Angiotech: Data shows Adhibit reduces surgical adhesions in patients after myomectomy

By E. Janene Geiss

Philadelphia, April 7 - Angiotech Pharmaceuticals, Inc. announced Friday positive results from its Adhibit adhesion prevention gel myomectomy study that showed a reduction in post-operative adhesion formation.

The randomized, controlled, single-blind, clinical study was designed to evaluate the safety and efficacy of Adhibit in reducing the incidence and severity of post-operative adhesions when applied immediately after the removal of uterine fibroids, called myomectomy surgery, according to a company news release.

The study was conducted at six investigational sites in Europe, Canada and the Netherlands.

The trial randomized 71 patients with 48 patients receiving the Adhibit treatment and 23 patients receiving no post-operative adhesion treatment. Patients were surgically re-examined eight to 10 weeks post-procedure to determine the incidence and severity of adhesions, officials said.

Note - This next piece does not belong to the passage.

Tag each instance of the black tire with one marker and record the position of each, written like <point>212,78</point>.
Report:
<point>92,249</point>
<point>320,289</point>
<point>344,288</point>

Adhibit was shown to reduce post-operative adhesion formation as measured by the modified American Fertility Society score, a scoring system that factors in both the extent and tenacity of adhesions.

Patients in the group that were treated with Adhibit experienced a statistically significant reduction in their score when compared with those in the control group, officials said.

"Consistent with preliminary results, we're encouraged and pleased that this data indicates Adhibit is safe and effective," Rui Avelar, chief medical officer for Angiotech, said in the release. "Adhibit also proved itself to be easily delivered through a laparoscope, and has the potential to further advance minimally invasive surgery in women."

The final data set was presented Friday at the 19th Annual European Congress of Obstetrics and Gynecology in Torino, Italy.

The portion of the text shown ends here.